Most of the time, however, when we speak of primary research we mean research that is designed to address specific questions and requires the collection of original data for those purposes. Focus groups, in-depth interviews and consumer surveys are typical examples of primary marketing research. Secondary research, as mentioned earlier, often provides essential background for the design of primary research and the analysis of primary research data. Frequently, in the social and behavioral sciences, of which marketing research is one kind, primary qualitative research is conducted to aid in the design of primary quantitative research. The quantitative phase, in turn, may lead to further qualitative research or additional secondary research.

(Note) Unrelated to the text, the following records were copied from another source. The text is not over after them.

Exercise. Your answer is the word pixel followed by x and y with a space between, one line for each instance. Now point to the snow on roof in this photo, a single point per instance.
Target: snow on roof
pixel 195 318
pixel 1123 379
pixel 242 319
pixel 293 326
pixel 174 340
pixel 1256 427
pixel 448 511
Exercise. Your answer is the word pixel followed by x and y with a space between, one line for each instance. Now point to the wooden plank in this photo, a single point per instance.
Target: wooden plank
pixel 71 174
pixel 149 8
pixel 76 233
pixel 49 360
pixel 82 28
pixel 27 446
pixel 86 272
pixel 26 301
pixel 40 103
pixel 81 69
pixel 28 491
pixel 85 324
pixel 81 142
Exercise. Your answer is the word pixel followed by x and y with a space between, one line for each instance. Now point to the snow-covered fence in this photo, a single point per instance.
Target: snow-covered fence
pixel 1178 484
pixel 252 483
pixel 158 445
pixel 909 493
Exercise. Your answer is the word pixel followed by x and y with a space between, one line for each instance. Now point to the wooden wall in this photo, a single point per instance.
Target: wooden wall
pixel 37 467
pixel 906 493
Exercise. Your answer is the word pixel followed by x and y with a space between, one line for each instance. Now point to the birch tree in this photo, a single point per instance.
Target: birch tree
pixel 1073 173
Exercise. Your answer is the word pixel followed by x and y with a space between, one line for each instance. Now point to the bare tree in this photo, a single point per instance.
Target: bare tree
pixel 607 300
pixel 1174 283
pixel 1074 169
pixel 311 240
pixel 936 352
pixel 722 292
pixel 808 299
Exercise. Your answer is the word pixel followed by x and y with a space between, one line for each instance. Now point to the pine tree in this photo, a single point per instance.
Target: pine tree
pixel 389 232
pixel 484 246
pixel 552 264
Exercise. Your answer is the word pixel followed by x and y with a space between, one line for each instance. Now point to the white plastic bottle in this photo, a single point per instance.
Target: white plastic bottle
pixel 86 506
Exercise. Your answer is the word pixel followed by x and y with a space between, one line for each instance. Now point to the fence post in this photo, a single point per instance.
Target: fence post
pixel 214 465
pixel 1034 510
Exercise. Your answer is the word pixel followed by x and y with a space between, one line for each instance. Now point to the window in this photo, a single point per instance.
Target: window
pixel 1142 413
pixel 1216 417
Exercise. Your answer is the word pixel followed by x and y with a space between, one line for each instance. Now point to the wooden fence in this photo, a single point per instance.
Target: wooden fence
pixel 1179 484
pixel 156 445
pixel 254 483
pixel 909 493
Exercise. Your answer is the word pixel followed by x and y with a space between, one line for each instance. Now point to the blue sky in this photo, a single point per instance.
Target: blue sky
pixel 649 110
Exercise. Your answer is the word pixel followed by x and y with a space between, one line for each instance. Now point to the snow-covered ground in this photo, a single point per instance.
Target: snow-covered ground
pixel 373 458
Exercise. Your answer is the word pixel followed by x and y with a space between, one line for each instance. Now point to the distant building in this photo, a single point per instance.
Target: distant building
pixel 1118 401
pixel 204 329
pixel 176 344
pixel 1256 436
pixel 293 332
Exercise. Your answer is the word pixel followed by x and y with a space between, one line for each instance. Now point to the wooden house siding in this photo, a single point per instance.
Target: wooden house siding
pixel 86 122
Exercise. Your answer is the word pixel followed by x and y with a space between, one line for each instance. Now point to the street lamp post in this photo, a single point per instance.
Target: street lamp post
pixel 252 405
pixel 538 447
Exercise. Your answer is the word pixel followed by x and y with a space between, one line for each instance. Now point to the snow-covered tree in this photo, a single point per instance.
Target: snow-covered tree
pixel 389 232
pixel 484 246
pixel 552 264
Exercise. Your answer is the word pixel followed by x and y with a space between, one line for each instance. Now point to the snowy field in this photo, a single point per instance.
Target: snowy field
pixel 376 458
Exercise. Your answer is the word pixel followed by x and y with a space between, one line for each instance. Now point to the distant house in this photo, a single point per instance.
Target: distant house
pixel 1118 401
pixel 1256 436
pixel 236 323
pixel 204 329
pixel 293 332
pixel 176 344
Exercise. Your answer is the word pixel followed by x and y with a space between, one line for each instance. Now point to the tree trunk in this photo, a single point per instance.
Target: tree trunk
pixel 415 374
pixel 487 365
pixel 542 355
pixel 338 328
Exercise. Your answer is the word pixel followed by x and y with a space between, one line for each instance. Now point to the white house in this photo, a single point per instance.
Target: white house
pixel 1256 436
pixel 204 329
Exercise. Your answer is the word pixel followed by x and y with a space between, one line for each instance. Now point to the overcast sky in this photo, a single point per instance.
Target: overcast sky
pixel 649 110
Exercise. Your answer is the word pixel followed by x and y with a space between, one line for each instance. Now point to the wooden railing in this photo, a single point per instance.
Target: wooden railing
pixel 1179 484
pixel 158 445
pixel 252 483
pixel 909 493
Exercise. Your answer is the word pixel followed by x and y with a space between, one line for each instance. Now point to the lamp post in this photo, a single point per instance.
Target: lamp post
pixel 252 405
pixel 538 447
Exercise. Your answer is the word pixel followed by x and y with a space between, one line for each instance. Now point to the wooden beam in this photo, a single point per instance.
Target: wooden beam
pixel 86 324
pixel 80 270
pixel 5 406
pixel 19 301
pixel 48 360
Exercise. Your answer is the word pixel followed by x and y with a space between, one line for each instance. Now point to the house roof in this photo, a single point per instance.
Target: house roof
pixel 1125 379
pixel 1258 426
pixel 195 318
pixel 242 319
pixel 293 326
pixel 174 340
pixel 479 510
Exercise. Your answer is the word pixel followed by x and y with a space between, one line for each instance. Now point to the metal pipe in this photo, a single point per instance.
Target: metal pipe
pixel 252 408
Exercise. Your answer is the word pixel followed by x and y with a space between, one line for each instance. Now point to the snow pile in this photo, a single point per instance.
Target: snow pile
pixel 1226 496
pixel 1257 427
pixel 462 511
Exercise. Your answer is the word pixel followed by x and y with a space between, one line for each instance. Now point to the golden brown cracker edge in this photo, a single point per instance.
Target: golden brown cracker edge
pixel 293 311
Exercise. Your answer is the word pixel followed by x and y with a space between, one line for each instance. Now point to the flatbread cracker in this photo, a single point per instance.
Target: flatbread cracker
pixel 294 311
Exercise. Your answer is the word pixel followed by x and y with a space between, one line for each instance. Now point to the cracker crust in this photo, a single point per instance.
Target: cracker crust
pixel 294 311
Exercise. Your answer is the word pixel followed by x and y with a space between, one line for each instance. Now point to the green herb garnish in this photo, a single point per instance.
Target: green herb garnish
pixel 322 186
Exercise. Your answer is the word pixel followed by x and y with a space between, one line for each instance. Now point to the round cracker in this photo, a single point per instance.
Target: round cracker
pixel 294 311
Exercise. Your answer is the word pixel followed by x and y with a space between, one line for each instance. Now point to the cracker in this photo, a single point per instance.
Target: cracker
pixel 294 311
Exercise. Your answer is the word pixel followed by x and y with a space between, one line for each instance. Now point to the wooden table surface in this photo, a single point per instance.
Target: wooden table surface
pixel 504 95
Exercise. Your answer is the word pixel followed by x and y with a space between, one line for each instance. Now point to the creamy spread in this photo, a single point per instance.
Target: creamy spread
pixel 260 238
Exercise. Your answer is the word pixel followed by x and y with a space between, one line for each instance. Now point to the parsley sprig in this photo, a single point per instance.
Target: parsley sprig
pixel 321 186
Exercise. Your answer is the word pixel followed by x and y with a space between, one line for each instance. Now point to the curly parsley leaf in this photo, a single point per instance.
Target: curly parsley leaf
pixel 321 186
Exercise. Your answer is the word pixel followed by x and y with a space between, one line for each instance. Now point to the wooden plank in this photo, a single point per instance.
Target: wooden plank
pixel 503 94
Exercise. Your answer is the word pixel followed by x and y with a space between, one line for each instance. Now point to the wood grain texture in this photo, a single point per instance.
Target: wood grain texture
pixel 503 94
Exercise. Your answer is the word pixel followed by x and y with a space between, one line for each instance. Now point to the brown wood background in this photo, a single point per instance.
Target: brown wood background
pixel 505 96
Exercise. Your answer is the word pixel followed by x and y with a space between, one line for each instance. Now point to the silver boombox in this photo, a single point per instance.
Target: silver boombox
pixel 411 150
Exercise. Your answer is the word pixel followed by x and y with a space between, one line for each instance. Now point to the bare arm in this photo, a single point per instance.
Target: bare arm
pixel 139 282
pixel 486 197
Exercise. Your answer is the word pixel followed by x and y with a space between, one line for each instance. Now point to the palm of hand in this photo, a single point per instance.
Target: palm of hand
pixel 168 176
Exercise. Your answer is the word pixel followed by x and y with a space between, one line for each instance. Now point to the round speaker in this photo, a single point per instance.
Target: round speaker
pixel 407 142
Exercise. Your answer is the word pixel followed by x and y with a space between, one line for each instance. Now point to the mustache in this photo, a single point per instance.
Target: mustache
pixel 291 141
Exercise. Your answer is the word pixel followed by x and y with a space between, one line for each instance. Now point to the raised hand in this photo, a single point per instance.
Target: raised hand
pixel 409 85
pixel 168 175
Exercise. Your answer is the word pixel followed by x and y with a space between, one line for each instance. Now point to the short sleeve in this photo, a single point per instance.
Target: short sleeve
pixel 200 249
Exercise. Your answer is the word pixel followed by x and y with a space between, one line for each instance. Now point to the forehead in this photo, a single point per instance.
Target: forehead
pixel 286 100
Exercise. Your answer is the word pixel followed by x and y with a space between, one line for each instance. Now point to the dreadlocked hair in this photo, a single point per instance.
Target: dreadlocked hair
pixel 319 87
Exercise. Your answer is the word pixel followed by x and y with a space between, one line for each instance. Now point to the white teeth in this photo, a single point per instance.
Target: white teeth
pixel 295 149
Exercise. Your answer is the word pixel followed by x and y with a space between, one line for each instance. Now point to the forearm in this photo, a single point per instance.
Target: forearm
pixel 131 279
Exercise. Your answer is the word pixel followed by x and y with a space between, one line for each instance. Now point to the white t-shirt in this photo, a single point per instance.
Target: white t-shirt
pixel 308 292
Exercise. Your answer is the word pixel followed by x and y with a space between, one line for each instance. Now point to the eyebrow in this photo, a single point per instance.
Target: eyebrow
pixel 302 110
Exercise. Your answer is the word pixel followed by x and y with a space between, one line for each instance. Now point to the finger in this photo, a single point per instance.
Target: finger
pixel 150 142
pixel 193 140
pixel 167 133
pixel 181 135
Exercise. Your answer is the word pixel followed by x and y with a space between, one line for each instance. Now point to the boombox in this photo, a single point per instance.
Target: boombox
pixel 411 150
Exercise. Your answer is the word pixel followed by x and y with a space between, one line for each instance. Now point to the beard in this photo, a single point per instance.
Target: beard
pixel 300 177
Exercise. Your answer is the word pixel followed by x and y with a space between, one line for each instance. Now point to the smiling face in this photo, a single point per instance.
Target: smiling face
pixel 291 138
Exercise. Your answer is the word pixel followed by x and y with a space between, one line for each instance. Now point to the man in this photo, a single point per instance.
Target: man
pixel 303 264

Marketing research projects can stretch on for months because designing the research, analyzing the data, and absorbing and interpreting the results requires careful thought and frequently the input and involvement of many people. Only parts of the entire process can be automated. When a project has clear and simple objectives, or is being repeated – for instance, the second and subsequent waves of a tracking study – automation is more practical. Many marketing research projects are one-off customized studies in which this is less cost-effective or simply not feasible, however. Those who claim otherwise are revealing that their knowledge of marketing research is limited.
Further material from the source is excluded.